Varner, a California native and two-time NCAA champion at Iowa State, uprooted to become one of the program’s first resident athletes. The NLWC handled Varner’s living expenses, allowing him to focus on the London Games.
“The train didn’t really stop,” said Varner, who defeated Ukraine’s Valeri Andritsev in Sunday’s 96-kilogram final. “My goal was to be an Olympic champion, and it’s an awesome place to train. In my opinion, people are crazy not to look at this place to come to school or train post-college. It’s just a great place to be. I can’t have anything better.”
The arrangement also had a major impact on Penn State’s wrestling team. Access to training partners such as Varner and Jaime Espinal, who captured a silver medal for Puerto Rico in London, has helped the Nittany Lions capture two straight NCAA team titles.
Add individual NCAA titles by Steve Bosak and Quentin
Wright, former members of the NLWC’s youth club, and it’s safe to categorize Centre County as one of the world’s wrestling hotbeds.
“Momentum is a good thing,” NLWC coach Dave Hart said. “Once momentum hits. ... It’s the Olympics. It’s hard to put a finger on one thing. A lot of things have worked out.”
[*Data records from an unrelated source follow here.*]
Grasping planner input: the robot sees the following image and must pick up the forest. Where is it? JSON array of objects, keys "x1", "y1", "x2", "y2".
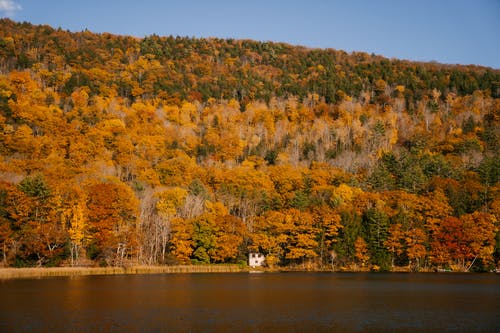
[{"x1": 0, "y1": 19, "x2": 500, "y2": 271}]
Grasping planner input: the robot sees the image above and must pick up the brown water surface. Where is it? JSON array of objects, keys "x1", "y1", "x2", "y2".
[{"x1": 0, "y1": 273, "x2": 500, "y2": 332}]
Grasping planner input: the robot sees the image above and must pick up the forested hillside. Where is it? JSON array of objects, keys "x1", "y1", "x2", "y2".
[{"x1": 0, "y1": 19, "x2": 500, "y2": 270}]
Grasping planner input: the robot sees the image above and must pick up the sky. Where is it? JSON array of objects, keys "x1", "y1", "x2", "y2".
[{"x1": 0, "y1": 0, "x2": 500, "y2": 69}]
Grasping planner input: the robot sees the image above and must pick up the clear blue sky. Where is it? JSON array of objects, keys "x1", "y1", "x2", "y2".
[{"x1": 0, "y1": 0, "x2": 500, "y2": 69}]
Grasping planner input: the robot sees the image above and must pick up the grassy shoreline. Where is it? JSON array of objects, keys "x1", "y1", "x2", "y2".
[{"x1": 0, "y1": 265, "x2": 248, "y2": 280}]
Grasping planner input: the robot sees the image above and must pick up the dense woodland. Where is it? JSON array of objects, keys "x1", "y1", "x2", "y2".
[{"x1": 0, "y1": 19, "x2": 500, "y2": 271}]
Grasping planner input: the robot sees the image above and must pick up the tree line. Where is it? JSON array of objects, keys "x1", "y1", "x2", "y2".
[{"x1": 0, "y1": 19, "x2": 500, "y2": 270}]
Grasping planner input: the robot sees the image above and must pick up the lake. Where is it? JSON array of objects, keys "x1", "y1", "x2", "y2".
[{"x1": 0, "y1": 273, "x2": 500, "y2": 332}]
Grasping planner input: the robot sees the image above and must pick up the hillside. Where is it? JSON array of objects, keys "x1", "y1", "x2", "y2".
[{"x1": 0, "y1": 19, "x2": 500, "y2": 270}]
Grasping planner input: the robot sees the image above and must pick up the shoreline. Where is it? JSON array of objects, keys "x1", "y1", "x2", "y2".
[
  {"x1": 0, "y1": 265, "x2": 498, "y2": 281},
  {"x1": 0, "y1": 265, "x2": 248, "y2": 280}
]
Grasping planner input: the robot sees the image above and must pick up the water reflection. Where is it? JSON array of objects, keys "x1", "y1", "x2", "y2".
[{"x1": 0, "y1": 273, "x2": 500, "y2": 332}]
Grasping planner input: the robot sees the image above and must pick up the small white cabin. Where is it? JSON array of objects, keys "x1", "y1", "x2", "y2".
[{"x1": 248, "y1": 252, "x2": 266, "y2": 267}]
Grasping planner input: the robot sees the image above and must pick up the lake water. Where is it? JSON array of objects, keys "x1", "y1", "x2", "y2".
[{"x1": 0, "y1": 273, "x2": 500, "y2": 333}]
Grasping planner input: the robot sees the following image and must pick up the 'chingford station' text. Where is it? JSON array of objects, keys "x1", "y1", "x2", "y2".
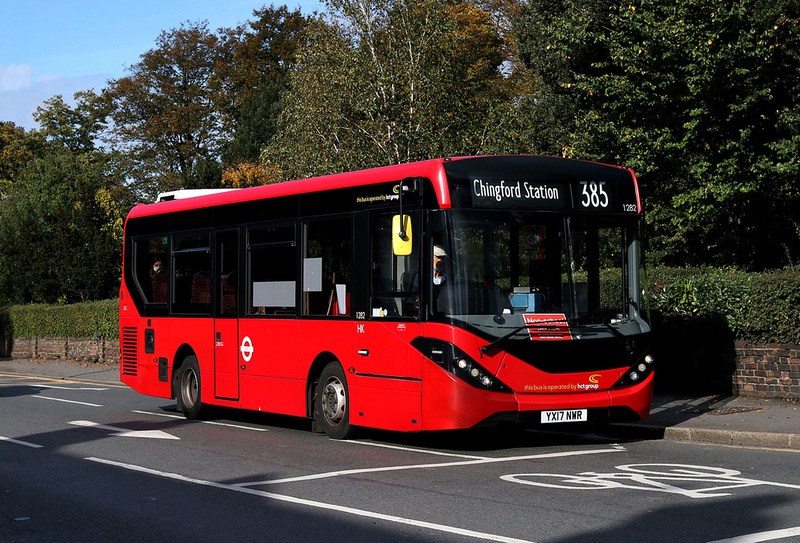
[{"x1": 472, "y1": 179, "x2": 559, "y2": 202}]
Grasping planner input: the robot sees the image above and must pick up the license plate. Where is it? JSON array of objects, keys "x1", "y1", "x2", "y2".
[{"x1": 542, "y1": 409, "x2": 589, "y2": 424}]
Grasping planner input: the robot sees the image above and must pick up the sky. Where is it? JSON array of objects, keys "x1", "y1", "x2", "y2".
[{"x1": 0, "y1": 0, "x2": 324, "y2": 130}]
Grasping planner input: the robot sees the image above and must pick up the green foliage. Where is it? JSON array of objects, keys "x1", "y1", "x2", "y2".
[
  {"x1": 644, "y1": 267, "x2": 800, "y2": 343},
  {"x1": 0, "y1": 151, "x2": 122, "y2": 303},
  {"x1": 106, "y1": 23, "x2": 221, "y2": 196},
  {"x1": 262, "y1": 0, "x2": 514, "y2": 178},
  {"x1": 516, "y1": 0, "x2": 800, "y2": 269},
  {"x1": 0, "y1": 121, "x2": 42, "y2": 200},
  {"x1": 33, "y1": 90, "x2": 108, "y2": 154},
  {"x1": 5, "y1": 299, "x2": 119, "y2": 338},
  {"x1": 211, "y1": 6, "x2": 308, "y2": 166}
]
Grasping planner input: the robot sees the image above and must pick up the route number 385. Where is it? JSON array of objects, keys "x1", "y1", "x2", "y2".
[{"x1": 581, "y1": 181, "x2": 608, "y2": 207}]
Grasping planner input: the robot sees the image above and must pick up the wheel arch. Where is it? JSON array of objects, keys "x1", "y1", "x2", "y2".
[
  {"x1": 306, "y1": 351, "x2": 344, "y2": 419},
  {"x1": 170, "y1": 343, "x2": 200, "y2": 399}
]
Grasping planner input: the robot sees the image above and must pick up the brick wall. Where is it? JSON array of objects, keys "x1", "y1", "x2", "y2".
[
  {"x1": 11, "y1": 337, "x2": 119, "y2": 364},
  {"x1": 733, "y1": 341, "x2": 800, "y2": 399}
]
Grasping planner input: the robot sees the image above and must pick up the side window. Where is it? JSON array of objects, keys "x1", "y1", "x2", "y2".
[
  {"x1": 247, "y1": 226, "x2": 297, "y2": 315},
  {"x1": 303, "y1": 217, "x2": 353, "y2": 315},
  {"x1": 172, "y1": 234, "x2": 211, "y2": 314},
  {"x1": 133, "y1": 236, "x2": 169, "y2": 304},
  {"x1": 370, "y1": 212, "x2": 422, "y2": 318},
  {"x1": 216, "y1": 230, "x2": 239, "y2": 317}
]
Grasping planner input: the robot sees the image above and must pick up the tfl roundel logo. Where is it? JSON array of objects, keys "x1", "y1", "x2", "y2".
[{"x1": 239, "y1": 336, "x2": 255, "y2": 362}]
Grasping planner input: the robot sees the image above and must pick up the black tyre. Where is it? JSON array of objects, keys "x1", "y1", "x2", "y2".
[
  {"x1": 175, "y1": 356, "x2": 203, "y2": 420},
  {"x1": 314, "y1": 362, "x2": 354, "y2": 439}
]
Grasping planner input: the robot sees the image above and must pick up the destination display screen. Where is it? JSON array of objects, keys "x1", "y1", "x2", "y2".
[{"x1": 445, "y1": 157, "x2": 639, "y2": 214}]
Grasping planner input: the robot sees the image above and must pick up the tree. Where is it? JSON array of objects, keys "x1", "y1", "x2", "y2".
[
  {"x1": 0, "y1": 150, "x2": 122, "y2": 304},
  {"x1": 262, "y1": 0, "x2": 514, "y2": 178},
  {"x1": 33, "y1": 90, "x2": 109, "y2": 153},
  {"x1": 515, "y1": 0, "x2": 800, "y2": 268},
  {"x1": 0, "y1": 122, "x2": 42, "y2": 201},
  {"x1": 107, "y1": 22, "x2": 221, "y2": 195},
  {"x1": 213, "y1": 6, "x2": 308, "y2": 166}
]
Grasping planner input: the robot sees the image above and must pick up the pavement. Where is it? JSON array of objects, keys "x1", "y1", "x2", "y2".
[{"x1": 0, "y1": 359, "x2": 800, "y2": 450}]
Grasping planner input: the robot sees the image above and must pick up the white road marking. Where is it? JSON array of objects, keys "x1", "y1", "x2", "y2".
[
  {"x1": 234, "y1": 448, "x2": 625, "y2": 487},
  {"x1": 31, "y1": 385, "x2": 108, "y2": 391},
  {"x1": 338, "y1": 439, "x2": 488, "y2": 460},
  {"x1": 711, "y1": 526, "x2": 800, "y2": 543},
  {"x1": 86, "y1": 457, "x2": 533, "y2": 543},
  {"x1": 31, "y1": 396, "x2": 103, "y2": 407},
  {"x1": 0, "y1": 436, "x2": 44, "y2": 449},
  {"x1": 500, "y1": 464, "x2": 800, "y2": 499},
  {"x1": 131, "y1": 410, "x2": 269, "y2": 432},
  {"x1": 69, "y1": 420, "x2": 180, "y2": 439}
]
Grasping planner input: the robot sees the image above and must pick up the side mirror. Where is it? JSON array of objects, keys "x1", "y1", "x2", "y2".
[{"x1": 392, "y1": 215, "x2": 412, "y2": 256}]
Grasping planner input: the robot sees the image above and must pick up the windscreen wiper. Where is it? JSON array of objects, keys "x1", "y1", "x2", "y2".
[{"x1": 481, "y1": 319, "x2": 569, "y2": 355}]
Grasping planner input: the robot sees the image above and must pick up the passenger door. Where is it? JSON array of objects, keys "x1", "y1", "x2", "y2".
[{"x1": 214, "y1": 230, "x2": 239, "y2": 400}]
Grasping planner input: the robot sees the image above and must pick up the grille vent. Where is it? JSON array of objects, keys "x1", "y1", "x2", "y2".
[{"x1": 120, "y1": 327, "x2": 139, "y2": 376}]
Hart, his wife, Chena, and their children were among the 25 people who greeted Varner as his plane landed at 6:51 p.m. Monday. Former Penn State coaches Rich Lorenzo and John Fritz, NLWC heavyweight Les Sigman and a group of current and former Penn State wrestlers also awaited Varner’s arrival. Sigman is a former world team member and served as one of Varner’s training partners the past two years.
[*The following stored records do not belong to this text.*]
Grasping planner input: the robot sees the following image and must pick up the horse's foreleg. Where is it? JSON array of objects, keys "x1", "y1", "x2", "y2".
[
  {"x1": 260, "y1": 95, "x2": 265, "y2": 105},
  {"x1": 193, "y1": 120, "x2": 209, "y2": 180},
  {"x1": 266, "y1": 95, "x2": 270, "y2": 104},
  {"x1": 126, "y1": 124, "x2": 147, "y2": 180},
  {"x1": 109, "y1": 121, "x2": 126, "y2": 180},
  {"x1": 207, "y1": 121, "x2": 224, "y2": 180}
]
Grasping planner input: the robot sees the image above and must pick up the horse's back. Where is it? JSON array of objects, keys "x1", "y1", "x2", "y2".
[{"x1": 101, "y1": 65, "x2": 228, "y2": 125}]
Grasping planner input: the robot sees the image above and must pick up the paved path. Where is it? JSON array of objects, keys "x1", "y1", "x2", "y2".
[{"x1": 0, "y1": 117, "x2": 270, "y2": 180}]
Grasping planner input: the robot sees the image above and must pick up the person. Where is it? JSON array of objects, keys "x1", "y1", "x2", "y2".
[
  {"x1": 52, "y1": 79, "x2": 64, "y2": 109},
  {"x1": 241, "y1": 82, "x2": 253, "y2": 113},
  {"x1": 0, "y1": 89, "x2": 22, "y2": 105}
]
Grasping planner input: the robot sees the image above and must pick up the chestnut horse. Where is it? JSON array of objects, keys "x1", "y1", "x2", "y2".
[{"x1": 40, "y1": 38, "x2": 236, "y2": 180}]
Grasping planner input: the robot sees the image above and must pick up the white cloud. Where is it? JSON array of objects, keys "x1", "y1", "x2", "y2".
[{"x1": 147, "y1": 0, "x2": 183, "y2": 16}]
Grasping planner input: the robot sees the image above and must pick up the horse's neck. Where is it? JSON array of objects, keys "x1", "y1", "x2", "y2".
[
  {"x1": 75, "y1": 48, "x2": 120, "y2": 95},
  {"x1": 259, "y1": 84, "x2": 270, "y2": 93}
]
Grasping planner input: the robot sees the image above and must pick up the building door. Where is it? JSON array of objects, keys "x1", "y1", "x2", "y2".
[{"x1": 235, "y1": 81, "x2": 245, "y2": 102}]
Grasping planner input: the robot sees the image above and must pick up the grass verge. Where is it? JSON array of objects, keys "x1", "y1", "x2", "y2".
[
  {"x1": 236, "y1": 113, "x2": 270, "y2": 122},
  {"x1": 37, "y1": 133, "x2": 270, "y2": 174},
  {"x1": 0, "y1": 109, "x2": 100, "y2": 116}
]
Varner said he didn’t expect to see anybody at the airport besides current Penn State wrestler Frank Martellotti, the only person he could reach for a ride home. The group awaiting Varner was tipped off by Sanderson, who sent out a tweet about the plane’s estimated landing time around 6 p.m. Sanderson, coincidentally, returned to State College on a later flight. Sanderson and Penn State assistant Casey Cunningham helped coach Varner in London.
“He knows I get embarrassed easily,” Varner said of Sanderson. “He always does this. I wasn’t expecting anybody to be here except Martellotti. It’s awesome. I feel like I’m part of the family here.
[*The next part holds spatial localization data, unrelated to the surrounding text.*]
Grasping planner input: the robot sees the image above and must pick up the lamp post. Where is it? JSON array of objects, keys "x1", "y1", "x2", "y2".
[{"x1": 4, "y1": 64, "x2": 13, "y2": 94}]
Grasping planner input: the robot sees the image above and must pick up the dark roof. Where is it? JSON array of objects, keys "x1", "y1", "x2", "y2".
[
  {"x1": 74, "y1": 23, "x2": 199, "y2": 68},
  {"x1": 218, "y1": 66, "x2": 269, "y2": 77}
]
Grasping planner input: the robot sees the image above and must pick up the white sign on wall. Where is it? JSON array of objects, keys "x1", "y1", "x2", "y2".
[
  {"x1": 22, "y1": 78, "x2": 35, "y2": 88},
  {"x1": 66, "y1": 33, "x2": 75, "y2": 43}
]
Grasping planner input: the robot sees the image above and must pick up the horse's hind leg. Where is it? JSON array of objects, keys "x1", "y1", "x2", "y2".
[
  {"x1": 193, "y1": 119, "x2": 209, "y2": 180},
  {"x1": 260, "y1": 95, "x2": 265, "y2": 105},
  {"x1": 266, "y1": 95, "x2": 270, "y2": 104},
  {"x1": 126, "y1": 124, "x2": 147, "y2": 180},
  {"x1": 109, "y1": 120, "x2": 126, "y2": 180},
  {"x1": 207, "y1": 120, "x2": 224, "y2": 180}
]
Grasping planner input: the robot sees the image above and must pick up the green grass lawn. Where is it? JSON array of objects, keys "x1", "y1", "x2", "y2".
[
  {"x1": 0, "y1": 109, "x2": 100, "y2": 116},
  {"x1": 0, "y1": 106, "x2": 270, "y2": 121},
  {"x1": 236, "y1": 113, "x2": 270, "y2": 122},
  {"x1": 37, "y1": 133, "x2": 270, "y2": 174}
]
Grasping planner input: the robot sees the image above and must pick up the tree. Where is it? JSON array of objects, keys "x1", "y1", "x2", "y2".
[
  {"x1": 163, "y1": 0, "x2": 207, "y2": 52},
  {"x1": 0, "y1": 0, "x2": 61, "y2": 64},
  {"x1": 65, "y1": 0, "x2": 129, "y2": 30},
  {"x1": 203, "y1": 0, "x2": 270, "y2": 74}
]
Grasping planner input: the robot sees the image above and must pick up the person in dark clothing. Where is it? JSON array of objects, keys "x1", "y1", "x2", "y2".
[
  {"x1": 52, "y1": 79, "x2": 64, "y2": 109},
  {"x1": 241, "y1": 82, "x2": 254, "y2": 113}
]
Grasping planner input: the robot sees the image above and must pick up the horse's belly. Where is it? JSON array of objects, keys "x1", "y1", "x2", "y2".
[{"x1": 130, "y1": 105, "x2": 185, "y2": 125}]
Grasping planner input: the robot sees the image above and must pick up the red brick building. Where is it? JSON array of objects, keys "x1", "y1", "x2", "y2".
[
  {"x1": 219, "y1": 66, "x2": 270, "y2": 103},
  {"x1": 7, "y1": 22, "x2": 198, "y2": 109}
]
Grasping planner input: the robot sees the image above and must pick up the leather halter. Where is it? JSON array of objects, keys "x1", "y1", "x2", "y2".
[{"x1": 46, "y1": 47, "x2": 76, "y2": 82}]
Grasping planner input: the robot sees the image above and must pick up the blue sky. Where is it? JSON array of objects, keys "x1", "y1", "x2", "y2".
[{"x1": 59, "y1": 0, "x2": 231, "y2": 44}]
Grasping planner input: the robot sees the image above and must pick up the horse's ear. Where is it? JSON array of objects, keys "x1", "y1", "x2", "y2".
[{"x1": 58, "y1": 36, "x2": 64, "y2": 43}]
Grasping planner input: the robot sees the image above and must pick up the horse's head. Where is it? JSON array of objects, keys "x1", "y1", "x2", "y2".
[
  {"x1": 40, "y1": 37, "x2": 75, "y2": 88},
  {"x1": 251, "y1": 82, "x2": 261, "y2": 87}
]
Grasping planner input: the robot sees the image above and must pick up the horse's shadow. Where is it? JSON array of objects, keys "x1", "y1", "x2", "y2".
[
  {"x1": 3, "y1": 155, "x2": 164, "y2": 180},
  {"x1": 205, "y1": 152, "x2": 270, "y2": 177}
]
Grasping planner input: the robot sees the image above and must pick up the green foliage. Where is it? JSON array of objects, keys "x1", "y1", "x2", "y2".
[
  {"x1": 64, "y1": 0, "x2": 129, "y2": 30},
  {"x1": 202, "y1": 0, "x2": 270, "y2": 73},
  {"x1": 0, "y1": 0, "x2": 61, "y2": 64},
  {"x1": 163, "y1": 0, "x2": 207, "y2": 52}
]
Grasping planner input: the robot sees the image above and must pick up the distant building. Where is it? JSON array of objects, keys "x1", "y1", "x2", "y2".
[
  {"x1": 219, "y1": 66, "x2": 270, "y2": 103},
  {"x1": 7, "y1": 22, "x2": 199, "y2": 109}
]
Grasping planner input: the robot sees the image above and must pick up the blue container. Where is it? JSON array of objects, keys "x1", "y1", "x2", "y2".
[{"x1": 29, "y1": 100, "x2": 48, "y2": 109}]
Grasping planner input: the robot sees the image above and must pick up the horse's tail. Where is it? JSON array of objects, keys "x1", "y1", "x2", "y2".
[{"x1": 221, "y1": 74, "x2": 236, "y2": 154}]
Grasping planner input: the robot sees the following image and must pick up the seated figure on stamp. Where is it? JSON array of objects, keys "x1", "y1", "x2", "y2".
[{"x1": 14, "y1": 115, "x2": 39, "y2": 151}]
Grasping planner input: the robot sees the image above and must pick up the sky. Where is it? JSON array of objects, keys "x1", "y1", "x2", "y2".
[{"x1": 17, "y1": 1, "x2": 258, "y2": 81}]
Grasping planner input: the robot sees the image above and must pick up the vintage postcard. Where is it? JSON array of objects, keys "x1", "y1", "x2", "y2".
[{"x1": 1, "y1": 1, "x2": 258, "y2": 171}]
“When I came here, it wasn’t just to train. It was to help Coach Cael and the staff and these guys become national champs. Obviously, I’m a Cyclone at heart. That’s where I went to school. But I consider myself a Nittany Lion as well because this is who I’m helping out. I want these guys to win. Hopefully I’m making a difference with them.”
Like any gold medalist, Varner is juggling post-Olympic demands. Appearances on the Conan O’Brien and “Today” shows are possibilities.
When normalcy returns, Varner said he plans on staying in State College for “a while.” Sanderson, his older brother, Cody, and Cunningham hold the top three positions on Penn State’s staff. But Aaron Anspach’s recent move to Chicago might open coaching position.
Varner’s finances appear secure because of the $250,000 bonus he received from USA Wrestling’s Living the Dream Medal Fund.
“I’ll do some kind of role,” Varner said. “Whatever Cael needs me to do, I’ll do. I want these guys to win and accomplish their goals as well because I was in the same position as them.”
Varner wants to take a vacation before determining whether to compete again. Finishing third at last year’s World Championships behind Iran’s Reza Yazdani and Turkey’s Serhat Balci leaves one lingering goal.
“When I saw the Iranian get a world championship belt put around his waist, and I had a bronze medal, I was like, ‘This sucks,’” he said. “I don’t know if I can go out like that, just winning the Olympics, which is pretty sweet. I might want one of those belts. We’ll see. Options are open. I’m not making a decision right now.”